Sunday, May 30, 2021

Para C.M

 

Para C.M.

    "O desejo está lá, onde eu não estou". Após encontrá-la, esta frase lhe martelava a cabeça. No momento em que ela entrou no Uber, ele percebeu que uma vida ia embora. Uma vida a dois, com ela. Uma vida que ele levou, que eles levaram, por um ano. Uma vida com a qual ele decidiu romper.

    Para quê? Em nome do quê? Ele não estava feliz ao lado dela. Se percebia desejando interagir com outras pessoas. Quando os dois saiam juntos, ele se apagava em introspecção. Ele não curtia mais a presença dela, idealizava a solidão, a liberdade que a acompanha. O desejo lá, onde ele não estava.

    Ele correu atrás do seu desejo. Saiu da casa, saiu da vida dela, deixando um vazio enorme, para ambos. Um vazio que ela vivenciou como perda, ele como ganho: desapareciam as restrições da vida a dois, que o impediam de fazer o que queria. Agora ele estava livre.

    Ele fez o que quis. Voltou à boemia, que tanta falta lhe fazia. As interações aleatórias da night o divertiam. Na terapia, ele tentava se convencer de que tinha tomado a decisão certa. Ele tinha sido honesto consigo mesmo, e com ela. Se ele não conseguia curtir ao lado dela, era sinal de que não a amava. Não o suficiente para construir uma vida juntos.

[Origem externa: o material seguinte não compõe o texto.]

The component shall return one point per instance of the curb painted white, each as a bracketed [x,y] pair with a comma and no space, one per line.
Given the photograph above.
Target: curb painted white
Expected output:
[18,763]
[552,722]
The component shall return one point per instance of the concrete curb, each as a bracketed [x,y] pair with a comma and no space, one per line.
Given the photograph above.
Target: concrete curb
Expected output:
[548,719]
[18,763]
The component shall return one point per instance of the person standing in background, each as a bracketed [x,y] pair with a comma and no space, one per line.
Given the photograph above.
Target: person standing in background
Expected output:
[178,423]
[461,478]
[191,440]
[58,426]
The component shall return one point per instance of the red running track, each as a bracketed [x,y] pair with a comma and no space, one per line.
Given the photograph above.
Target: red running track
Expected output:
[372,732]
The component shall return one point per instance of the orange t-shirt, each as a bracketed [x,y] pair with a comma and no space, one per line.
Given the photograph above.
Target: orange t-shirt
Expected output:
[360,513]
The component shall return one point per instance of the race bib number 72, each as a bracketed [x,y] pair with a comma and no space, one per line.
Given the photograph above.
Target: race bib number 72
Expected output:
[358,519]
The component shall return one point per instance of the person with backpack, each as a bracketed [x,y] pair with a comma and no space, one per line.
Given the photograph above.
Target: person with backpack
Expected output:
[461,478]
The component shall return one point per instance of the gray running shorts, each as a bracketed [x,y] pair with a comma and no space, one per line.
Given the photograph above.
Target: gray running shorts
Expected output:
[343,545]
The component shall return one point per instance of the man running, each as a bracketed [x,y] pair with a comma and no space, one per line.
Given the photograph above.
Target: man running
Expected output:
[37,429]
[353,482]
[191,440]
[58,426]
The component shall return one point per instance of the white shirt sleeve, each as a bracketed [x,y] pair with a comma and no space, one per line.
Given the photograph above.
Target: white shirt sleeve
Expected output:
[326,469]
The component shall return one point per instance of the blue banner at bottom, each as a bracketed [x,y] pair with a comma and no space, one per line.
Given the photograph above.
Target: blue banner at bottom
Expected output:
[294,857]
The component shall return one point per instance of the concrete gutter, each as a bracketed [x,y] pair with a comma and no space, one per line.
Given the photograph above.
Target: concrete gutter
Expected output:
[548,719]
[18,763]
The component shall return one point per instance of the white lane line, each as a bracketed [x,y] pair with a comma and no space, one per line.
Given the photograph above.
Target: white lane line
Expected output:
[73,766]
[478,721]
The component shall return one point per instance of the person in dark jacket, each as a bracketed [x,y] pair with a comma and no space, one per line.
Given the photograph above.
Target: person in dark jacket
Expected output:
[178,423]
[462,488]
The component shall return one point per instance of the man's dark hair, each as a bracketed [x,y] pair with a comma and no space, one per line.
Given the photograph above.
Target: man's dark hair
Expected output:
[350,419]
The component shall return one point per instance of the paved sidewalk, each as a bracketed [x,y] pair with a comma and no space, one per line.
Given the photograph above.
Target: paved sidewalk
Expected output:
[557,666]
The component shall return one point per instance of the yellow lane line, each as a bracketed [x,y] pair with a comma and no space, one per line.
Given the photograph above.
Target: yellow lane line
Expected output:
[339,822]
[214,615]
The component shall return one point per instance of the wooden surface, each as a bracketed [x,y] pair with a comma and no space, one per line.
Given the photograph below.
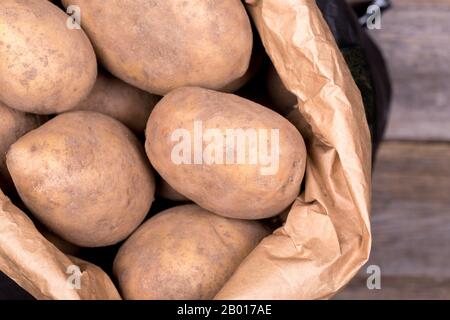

    Ainda assim, já separados, ela voltava aos seus pensamentos. As músicas que ela lhe mandava o faziam chorar. Os presentes que ela lhe dera, o que ela deu mesmo depois da separação, todos revelando o zelo, o quão bem ela o conhecia, o quão bem ela lhe queria. Ele não tinha dúvidas de que ela o amava muito. Ele se sentia culpado por não conseguir retribuir à altura.

    Ele tem um grau altíssimo de miopia, um grau alto de astigmatismo. Enxerga mal, tanto o que está longe, quanto o que está perto. O que está longe, ele idealiza positivamente. O que está perto, ele analisa negativamente.

    Quando estava com ela, os defeitos dela lhe saltavam aos olhos, e aos ouvidos. Ele se incomodava com pequenas falhas dela ao se expressar, com os deslizes do inglês dela, com o fato dela entender, mas não falar, francês. Lamentava a falta de inclinações artísticas da parte dela. Lamentava ela não querer dançar reggae ou rap no quarto com ele. 

    A distância, e o tempo, colocam as coisas em perspectiva. O inglês dela lhe valeu um cargo numa multinacional, o pai dela terá que se esforçar muito para encontrar defeitos no seu novo trabalho.

    Mas o que mais mexeu com ele, quando a viu entrando no Uber, para, talvez, nunca mais voltar à sua vida, foram as respostas que lhe vieram para a pergunta: qual liberdade ele quer seguir? A liberdade para correr atrás de desejos, que o levam a repetir padrões, que não o levam a lugar nenhum? Ele quer estar livre das restrições da vida a dois, da vida com ela, para... para quê? Para se dedicar a sua arte, aos seus estudos? A vida deles não era empecilho para isso, pelo contrário. 

    Ou ele quer a liberdade para se dedicar à boemia, para viver, milhares de vezes, a mesma night? O que ele está procurando? A boemia é o lugar certo para encontrá-lo?

    A resposta a todas essas perguntas o levou a escrever esse texto e dedicá-lo a ela, preservando sua identidade. Entendedores entenderão, mas o mais importante é que ela entenda. E o perdoe, pela sua confusão. É difícil ver as coisas claras quando não se enxerga bem.